Friday, November 13, 2009
What’s Wrong with Torts (II)
In my previous post I suggested that torts are legal wrongs rather than moral wrongs, and that the concept of a legal wrong is not vacuous, but instead refers to the violation of a directive to refrain from interfering with important interests of others, such as bodily integrity. In this entry, I refine the definition of torts as wrongs, again based on a paper that Ben Zipursky and I are writing.
The Relationality of Tortious Wrongdoing
Torts always involve the violation of relational directives – that is, directives as to how one must act or refrain from acting toward a particular person or class of persons. Other legal wrongs such as crimes and regulatory offenses can be relational but they need not be. The purchase and possession of a controlled substance is a criminal wrong but it is not a relational wrong and therefore cannot be a tort. A gratuitous physical attack on someone is a relational wrong that is both a crime and a tort. Inadvertence toward another’s physical well-being can be the basis for tort liability but usually will not count as a crime.
Each tort is defined so as to be a relational wrong. A libel consists of the publication, in writing, of a defamatory statement about a particular person or persons. A fraud is a deceiving of another. This relational aspect to torts is partly what Cardozo had in mind when he famously asserted in Palsgraf that there is no negligence “in the air.” Carelessness provides the basis for tort liability only insofar as it is carelessness toward a person or class of persons.
To describe torts as relational legal wrongs is not to say that torts require a pre-existing relationship between wrongdoer and victim. A driver who drives carelessly with respect to a pedestrian is subject to liability for negligence if his careless driving proximately causes physical harm to the pedestrian. That they are strangers to one another does not in any way undermine the idea that the careless driver was careless as to the pedestrian.
Torts as Injurious Wrongs
It is common today to think of wrongful conduct in terms of two components: conduct and consequences. It is equally common to suppose that one can sensibly talk about wrongfulness only with respect to conduct, not consequences. The latter are said to be a matter of brute luck. For example, the wrongfulness of negligence is said to reside in the careless conduct of the wrongdoer. What happens as a result of that conduct – the victim’s injury – is just a matter of fact that, for reasons of policy, tort doctrine has deemed relevant to setting the sanction to be imposed on the careless actor for his wrongful action.
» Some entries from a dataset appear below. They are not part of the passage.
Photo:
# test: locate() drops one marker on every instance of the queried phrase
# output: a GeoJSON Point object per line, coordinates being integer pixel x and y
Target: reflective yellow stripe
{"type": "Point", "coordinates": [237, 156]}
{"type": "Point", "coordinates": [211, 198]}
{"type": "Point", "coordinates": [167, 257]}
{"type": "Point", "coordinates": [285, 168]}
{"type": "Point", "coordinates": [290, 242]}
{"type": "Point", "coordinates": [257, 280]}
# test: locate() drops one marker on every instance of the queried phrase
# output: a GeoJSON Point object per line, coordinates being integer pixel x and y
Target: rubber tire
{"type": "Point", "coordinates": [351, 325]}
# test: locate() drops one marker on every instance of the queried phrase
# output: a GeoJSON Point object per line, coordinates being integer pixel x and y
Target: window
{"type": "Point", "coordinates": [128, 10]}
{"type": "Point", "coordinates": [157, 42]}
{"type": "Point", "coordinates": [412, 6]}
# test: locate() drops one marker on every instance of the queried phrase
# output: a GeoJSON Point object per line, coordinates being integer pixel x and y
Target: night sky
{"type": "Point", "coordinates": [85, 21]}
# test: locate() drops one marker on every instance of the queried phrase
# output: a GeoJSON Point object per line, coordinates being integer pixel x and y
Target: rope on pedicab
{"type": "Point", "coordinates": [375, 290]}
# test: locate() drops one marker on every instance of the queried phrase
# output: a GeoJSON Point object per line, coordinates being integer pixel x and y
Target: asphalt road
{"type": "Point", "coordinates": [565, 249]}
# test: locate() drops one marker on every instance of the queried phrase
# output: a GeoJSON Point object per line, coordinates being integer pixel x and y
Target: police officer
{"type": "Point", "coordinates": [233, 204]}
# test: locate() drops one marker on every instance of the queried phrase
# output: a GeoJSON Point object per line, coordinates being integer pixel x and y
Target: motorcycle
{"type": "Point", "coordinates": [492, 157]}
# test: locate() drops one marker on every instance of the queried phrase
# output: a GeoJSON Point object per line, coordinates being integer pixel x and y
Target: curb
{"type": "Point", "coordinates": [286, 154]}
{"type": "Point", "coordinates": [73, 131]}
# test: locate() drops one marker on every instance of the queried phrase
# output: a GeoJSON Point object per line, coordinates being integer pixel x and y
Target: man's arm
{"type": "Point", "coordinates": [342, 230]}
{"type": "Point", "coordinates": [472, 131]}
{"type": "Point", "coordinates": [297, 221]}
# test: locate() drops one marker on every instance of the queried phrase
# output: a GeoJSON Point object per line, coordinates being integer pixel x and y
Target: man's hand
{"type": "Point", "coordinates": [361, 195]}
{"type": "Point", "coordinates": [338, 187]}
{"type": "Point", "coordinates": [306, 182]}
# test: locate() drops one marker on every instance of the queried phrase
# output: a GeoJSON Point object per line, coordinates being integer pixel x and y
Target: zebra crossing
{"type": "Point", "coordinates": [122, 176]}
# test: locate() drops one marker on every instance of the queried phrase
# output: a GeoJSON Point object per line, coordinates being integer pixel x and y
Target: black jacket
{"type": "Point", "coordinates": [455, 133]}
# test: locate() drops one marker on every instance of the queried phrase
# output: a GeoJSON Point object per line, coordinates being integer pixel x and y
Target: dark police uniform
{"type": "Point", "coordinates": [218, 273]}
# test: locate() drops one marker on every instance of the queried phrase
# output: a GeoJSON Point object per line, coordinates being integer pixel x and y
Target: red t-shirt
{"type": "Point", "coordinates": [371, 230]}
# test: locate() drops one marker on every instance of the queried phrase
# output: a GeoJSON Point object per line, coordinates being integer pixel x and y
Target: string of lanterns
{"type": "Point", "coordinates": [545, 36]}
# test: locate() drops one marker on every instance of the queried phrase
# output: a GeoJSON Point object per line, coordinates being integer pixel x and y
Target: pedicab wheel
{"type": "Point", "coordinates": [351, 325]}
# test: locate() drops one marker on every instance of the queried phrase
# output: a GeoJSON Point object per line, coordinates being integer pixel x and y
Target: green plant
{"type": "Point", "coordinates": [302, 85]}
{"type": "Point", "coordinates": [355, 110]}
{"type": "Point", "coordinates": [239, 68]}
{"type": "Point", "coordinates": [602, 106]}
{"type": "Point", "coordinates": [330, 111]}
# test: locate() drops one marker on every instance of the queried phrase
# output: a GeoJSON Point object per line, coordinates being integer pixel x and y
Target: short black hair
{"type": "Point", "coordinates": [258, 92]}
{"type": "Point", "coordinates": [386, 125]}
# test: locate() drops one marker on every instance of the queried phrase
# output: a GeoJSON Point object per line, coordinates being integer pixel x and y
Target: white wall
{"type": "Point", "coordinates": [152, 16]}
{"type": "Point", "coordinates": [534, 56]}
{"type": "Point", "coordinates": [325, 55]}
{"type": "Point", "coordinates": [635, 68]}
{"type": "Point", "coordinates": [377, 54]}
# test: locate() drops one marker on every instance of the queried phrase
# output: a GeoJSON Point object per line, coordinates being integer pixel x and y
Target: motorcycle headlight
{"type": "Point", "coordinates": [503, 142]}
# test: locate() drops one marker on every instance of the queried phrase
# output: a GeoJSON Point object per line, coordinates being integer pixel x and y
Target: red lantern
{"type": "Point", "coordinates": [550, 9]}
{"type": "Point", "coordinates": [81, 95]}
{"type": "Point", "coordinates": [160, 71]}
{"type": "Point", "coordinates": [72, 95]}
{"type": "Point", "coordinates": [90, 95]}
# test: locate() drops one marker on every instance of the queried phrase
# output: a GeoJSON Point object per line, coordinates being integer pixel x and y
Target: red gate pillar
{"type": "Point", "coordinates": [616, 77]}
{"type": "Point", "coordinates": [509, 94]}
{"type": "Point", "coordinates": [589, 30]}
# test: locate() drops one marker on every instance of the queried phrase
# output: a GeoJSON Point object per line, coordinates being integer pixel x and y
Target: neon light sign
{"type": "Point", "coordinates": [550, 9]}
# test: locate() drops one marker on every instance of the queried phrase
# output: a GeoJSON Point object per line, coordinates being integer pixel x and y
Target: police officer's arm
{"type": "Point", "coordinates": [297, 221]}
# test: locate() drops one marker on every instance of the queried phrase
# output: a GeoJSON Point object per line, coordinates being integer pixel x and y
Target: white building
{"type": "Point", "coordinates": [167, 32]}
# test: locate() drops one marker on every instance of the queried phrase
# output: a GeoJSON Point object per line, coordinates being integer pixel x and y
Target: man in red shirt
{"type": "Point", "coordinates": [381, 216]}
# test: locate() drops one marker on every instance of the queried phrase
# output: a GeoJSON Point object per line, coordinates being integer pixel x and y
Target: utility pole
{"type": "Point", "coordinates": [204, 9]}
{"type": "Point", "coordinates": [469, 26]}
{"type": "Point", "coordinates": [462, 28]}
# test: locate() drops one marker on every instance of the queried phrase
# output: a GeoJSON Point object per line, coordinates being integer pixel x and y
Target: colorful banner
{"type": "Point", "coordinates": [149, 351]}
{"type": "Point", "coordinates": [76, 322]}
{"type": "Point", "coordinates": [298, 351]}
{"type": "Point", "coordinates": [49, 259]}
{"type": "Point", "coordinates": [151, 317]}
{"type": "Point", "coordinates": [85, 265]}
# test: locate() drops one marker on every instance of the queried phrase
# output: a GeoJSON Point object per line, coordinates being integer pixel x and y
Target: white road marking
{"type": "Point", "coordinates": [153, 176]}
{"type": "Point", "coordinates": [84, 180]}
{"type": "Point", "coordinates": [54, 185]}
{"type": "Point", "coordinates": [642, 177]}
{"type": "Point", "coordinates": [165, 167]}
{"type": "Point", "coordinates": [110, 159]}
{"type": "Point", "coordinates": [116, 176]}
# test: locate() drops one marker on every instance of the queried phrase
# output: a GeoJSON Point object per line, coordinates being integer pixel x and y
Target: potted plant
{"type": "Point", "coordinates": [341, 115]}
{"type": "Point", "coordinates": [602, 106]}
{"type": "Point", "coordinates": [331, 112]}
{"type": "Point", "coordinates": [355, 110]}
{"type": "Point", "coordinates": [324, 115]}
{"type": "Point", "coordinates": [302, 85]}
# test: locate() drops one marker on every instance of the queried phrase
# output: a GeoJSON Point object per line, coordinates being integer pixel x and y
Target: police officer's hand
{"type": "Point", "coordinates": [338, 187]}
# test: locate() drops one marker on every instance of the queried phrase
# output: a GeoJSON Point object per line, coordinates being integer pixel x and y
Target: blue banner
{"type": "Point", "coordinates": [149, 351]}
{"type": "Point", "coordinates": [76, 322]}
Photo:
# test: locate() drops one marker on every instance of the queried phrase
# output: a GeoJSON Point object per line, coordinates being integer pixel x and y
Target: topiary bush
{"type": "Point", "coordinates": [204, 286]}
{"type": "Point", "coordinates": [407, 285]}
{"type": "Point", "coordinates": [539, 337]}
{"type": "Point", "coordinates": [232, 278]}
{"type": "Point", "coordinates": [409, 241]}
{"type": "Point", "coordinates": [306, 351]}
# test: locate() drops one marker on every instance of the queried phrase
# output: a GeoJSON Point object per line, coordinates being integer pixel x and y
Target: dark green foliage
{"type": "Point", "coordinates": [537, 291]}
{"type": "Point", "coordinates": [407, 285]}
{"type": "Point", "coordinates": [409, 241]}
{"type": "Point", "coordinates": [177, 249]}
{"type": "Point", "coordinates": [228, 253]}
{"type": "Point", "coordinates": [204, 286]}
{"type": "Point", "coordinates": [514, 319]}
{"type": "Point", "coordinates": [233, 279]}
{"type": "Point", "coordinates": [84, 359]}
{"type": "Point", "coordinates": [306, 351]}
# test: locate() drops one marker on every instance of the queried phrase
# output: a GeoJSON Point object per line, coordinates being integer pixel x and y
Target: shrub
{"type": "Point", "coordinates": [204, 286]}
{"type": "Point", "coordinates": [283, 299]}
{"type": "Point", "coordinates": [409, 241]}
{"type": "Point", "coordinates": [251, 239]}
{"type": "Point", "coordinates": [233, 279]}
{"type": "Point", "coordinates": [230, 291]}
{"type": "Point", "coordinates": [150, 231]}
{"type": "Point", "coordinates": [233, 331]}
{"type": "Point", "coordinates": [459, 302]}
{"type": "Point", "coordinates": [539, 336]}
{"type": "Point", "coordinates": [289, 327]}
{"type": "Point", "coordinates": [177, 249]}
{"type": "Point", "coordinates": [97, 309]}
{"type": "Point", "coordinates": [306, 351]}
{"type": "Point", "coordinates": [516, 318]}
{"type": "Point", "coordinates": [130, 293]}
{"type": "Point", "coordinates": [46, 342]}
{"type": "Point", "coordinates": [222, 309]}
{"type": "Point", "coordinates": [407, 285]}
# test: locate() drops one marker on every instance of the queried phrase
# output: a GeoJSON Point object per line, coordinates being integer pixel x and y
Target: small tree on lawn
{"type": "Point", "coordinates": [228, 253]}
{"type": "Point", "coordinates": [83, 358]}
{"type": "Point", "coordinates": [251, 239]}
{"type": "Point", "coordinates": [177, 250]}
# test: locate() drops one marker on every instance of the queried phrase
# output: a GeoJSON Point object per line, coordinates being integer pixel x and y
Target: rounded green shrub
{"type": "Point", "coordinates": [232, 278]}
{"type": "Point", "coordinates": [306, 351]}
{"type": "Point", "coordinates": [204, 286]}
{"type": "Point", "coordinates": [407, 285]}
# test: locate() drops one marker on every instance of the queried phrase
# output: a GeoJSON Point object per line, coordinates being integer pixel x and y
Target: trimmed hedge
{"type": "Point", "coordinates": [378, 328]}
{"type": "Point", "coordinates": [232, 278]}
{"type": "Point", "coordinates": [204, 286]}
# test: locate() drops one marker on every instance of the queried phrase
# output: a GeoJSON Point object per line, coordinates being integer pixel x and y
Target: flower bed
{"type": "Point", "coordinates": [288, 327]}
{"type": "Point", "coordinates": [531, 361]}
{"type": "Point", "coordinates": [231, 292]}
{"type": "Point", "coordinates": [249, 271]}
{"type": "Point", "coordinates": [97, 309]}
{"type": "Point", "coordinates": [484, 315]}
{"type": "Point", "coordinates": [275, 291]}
Although common, this view is mistaken and pernicious. Torts are not wrongful acts that happen to generate adverse consequences for another. Torts are injurious wrongs. To say the same thing, the directives contained in tort law do not enjoin actions per se. They enjoin injurings of various sorts. Take battery. On the standard but mistaken view, judicial decisions defining battery instruct us as follows: “Avoid actions that you hope will cause, or know will cause, the harmful or offensive touching of another. If you don’t avoid such actions, you will have done wrong. And if it turns out that your wrong ends up causing the right sort of consequence for another, you will be ordered to indemnify that other her losses.” A better rendition of the directive contained in the tort of battery is this: “Don’t touch others in ways that tend to be harmful or are widely regarded as offensive.” On this rendering of battery, until there is a touching no wrong has been done. Likewise, the directive built into negligence law is not properly characterized as: “Act with due care toward others.” It is instead: “Do not injure someone by acting without due care toward him or persons situated like him.” Until there is injury, the wrong of negligence has not been committed.
Connecting the Dots
Torts are violations of duly enacted directives that enjoin us from injuring others by acting wrongfully toward them. They are legal, relational, injurious wrongs. Only when one understands that torts are wrongs of this special sort can one make sense of why tort law connects the commission of a wrong to the filing of lawsuits for damages and other remedies. By definition, torts are legal wrongs that have victims – the person or persons who has or have been wrongfully injured by virtue of a violation of one of tort law’s directives. This is why it is natural and appropriate for tort law to grant to the victim a right to respond through law to obtain redress for the wrong done to her. The particular way in which tort law defines wrongs and the particular form of response it permits are two sides of the same coin.